主な超関数の理論は二つあり、私はそのうち佐藤幹夫先生(京都大名誉教授)による「佐藤超関数」を学生時代に勉強しました。虚数を使うのが佐藤理論のミソです。

普通どんな数でも2乗したら0以上になります。例えば、マイナス1の2乗は1です。しかし、2乗したらマイナス1になる虚数単位「i」というものを考えることができます。

「i」の何とか倍に別の数を加えたものを複素数といいます。複素数の話と微分積分を組み合わせることで「複素関数論」というきれいな理論ができ、それに基づいて佐藤超関数の理論ができました。

私は佐藤超関数からは離れましたが、複素関数論はいまでも使っています。最近研究しているのは可積分系です。

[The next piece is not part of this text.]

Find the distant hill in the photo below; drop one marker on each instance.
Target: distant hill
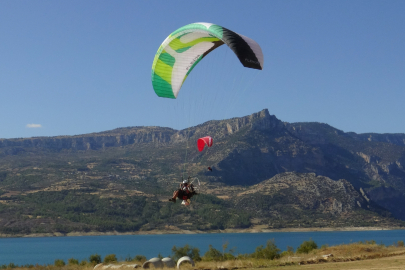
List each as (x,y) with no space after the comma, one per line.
(266,173)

可積分系を調べるためには、「リーマン・ヒルベルト問題(RHP)」が役立ちます。

複素数はxプラス「i」掛けるyという形をしていますから、複素数と平面の点を対応させることができます(横軸がx、縦軸がy)。平面に適当な曲線を描き、それと相性のよい関数を見つけるというのがRHPです。そのような曲線の一例を載せておきます。これは私の論文で使ったもので、可積分非線型シュレーディンガー方程式の解の時間無限大での様子を調べました。粒子のような振る舞いをする波(ソリトン)が現れます。

RHPを使う人は日本にはほとんどいませんが、中国には多く、そういう人が私を中国に招待してくれることがあります。私は中国で講演するとき、最初の挨拶だけは中国語で話したり、メールを中国語で書いたりするので、珍しがって招待してくれるようです。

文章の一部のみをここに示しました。